Sometimes it is unclear whether your policy covers the type of claim being made against you. Your insurance carrier may choose to defend you because if it fails to do so and you lose, it would be responsible for the judgment if a court subsequently rules that the policy did provide coverage in this area.
When your insurance company indicates that you have less than full coverage and/or it is defending under a reservation of rights, your interests may be diametrically opposed to your insurance company’s. While both of you hope that you win the case outright, your insurance company wants the matter to be settled or resolved outside of your coverage. You, of course, want it to be settled or resolved within your coverage.
While the attorney provided by your insurance company represents you on the claims against you, he or she cannot get involved in the coverage issues raised by your insurance carrier.
It is wise to consult your own attorney at the outset to represent you on the coverage issues. Your attorney can negotiate with your insurance carrier to settle the claim within your policy limits so that you do not run the risk of being liable for any award in excess of your policy limits.

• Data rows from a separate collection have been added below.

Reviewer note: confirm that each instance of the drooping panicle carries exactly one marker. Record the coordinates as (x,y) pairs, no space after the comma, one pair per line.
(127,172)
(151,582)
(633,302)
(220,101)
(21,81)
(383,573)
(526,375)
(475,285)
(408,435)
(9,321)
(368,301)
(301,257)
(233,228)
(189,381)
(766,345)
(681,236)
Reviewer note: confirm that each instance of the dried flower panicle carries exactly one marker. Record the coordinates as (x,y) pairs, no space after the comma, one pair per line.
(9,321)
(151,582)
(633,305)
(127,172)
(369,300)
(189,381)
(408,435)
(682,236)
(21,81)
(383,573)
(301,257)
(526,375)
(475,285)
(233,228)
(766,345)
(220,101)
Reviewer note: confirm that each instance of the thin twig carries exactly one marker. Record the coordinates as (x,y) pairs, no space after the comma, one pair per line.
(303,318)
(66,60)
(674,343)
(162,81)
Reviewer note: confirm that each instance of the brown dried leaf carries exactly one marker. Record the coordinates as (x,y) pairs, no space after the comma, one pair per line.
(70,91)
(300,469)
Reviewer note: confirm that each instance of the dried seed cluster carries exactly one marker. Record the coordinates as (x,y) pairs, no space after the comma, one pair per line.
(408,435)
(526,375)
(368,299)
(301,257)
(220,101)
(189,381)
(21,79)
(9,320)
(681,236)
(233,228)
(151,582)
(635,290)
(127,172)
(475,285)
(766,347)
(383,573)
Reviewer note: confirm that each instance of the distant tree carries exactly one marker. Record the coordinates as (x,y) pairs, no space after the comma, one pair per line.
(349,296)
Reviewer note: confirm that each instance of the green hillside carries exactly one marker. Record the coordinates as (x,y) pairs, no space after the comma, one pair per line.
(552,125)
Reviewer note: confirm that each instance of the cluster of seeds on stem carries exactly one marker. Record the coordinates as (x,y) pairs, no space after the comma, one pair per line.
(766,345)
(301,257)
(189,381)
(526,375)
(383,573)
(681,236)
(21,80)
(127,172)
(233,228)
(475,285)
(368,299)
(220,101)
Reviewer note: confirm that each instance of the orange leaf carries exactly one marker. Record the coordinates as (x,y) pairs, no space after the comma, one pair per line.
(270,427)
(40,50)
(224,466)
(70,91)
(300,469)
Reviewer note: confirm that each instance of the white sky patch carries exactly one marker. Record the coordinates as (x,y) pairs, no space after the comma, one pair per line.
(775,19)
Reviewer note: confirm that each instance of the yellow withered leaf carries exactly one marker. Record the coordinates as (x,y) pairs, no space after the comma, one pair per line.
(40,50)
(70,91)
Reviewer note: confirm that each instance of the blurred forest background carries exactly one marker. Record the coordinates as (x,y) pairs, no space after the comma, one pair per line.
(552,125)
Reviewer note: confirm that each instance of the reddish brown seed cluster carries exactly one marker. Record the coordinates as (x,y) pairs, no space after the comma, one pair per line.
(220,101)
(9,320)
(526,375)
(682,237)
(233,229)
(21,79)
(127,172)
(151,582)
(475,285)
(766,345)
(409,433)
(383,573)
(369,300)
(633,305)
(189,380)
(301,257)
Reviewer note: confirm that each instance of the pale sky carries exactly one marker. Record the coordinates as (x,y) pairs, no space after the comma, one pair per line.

If you insurance company acts in bad faith and fails to settle the matter within your policy limits, it may become responsible for the excess amount, as well.
Your own attorney may also suggest that you reject the reservation of rights and force your insurance company to either defend without any limitations or to deny coverage.
If the insurer denies coverage and refrains from providing you with an attorney, it runs the risk of being responsible for the judgment if another court ultimately rules that your policy covered you against the claim. If either you or your carrier do not like this element of risk a separate suit on the policy (a declaratory judgment action) may be immediately filed by either of you seeking a judicial determination as to whether there is coverage and if so, where the coverage lies.
When you receive a letter from your insurance company indicating that the claim is in excess of your coverage or that it is defending under a reservation of rights, you should contact your own attorney immediately so that crucial strategic decisions can be made early on. If you wait until the case against you is ultimately resolved, it may be too late.